Position: A Theory of Deep Learning Must Include Compositional Sparsity

Authors: David A. Danhofer, Davide D’Ascenzo, Rafael Dubach, Tomaso A Poggio

ICML 2025 | Venue PDF | Archive PDF | Plain Text | LLM Run Details

Reproducibility Variable Result LLM Response
Research Type Theoretical In this position paper we argue that it is the ability of DNNs to exploit the compositionally sparse structure of the target function driving their success. As such, DNNs can leverage the property that most practically relevant functions can be composed from a small set of constituent functions, each of which relies only on a low-dimensional subset of all inputs. We show that this property is shared by all efficiently Turing-computable functions and is therefore highly likely present in all current learning problems. While some promising theoretical insights on questions concerned with approximation and generalization exist in the setting of compositionally sparse functions, several important questions on the learnability and optimization of DNNs remain.
Researcher Affiliation Academia 1Center for Brains, Minds and Machines (CBMM), MIT, Cambridge, MA, USA 2ETH Zurich, Zurich, Switzerland 3Politecnico di Torino, Torino, Italy 4University of Milan, Milan, Italy 5University of Zurich, Zurich, Switzerland.

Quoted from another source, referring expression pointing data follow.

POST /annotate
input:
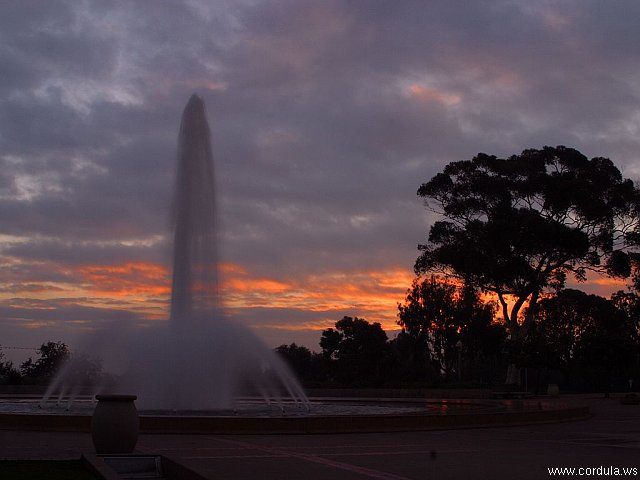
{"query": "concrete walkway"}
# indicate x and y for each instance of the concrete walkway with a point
(610, 439)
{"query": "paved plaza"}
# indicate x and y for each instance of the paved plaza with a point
(611, 438)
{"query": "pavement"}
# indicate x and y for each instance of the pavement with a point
(608, 440)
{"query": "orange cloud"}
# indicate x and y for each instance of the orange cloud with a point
(128, 279)
(429, 94)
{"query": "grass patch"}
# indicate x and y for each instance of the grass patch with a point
(41, 469)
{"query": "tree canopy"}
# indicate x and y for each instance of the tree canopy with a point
(515, 227)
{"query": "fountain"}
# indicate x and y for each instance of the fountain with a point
(200, 373)
(197, 360)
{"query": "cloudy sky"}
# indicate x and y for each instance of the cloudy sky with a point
(326, 118)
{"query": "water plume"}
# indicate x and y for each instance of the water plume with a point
(198, 359)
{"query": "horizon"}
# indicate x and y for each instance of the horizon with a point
(325, 118)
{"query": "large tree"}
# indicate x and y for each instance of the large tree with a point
(514, 227)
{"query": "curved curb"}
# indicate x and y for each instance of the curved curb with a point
(306, 424)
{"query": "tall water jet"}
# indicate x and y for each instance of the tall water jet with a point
(198, 359)
(195, 283)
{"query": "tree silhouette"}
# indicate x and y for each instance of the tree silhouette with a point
(518, 226)
(438, 314)
(52, 356)
(357, 352)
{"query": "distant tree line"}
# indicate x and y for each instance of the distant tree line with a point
(490, 294)
(51, 356)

Correspondence to: Davide D Ascenzo <EMAIL>.
Pseudocode No The paper includes mathematical definitions, theorems, and proofs (e.g., in Appendix A), but it does not contain any sections or figures explicitly labeled 'Pseudocode' or 'Algorithm', nor does it present structured, code-like steps for a procedure.
Open Source Code No The paper does not contain any statements about releasing code, links to code repositories, or mentions of code being available in supplementary materials for the methodology described.

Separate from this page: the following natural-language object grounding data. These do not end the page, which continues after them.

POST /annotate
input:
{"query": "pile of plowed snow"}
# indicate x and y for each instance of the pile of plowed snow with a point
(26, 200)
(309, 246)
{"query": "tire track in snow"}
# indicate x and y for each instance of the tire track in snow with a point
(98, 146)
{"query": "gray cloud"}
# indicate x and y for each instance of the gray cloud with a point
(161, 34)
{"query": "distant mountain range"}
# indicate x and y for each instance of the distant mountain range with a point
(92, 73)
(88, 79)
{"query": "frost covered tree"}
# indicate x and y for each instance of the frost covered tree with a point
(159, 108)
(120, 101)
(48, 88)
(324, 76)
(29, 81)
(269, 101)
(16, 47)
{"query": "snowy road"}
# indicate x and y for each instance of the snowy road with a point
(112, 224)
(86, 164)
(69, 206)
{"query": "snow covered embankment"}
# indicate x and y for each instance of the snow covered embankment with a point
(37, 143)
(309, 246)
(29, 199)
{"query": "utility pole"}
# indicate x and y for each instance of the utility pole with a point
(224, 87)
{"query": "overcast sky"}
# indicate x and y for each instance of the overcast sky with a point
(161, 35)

Open Datasets No The paper is theoretical and does not present experiments that would require specific datasets with access information provided by the authors. While it refers to datasets used in other research (e.g., ImageNet, AlphaGo, LLM training corpora), it does not provide access information for a dataset it uses for its own analysis or experiments.
Dataset Splits No The paper is theoretical and does not present experiments or analyze specific datasets, therefore, it does not provide any information regarding dataset splits for training, validation, or testing.
Hardware Specification No The paper is theoretical and does not present any experimental results. Therefore, it does not specify any hardware used for running experiments.
Software Dependencies No The paper is theoretical and does not present any experimental results. Therefore, it does not specify any software dependencies with version numbers needed to replicate an experiment.
Experiment Setup No The paper is theoretical and does not describe any specific experimental setup, hyperparameters, or system-level training settings as it does not present its own experiments.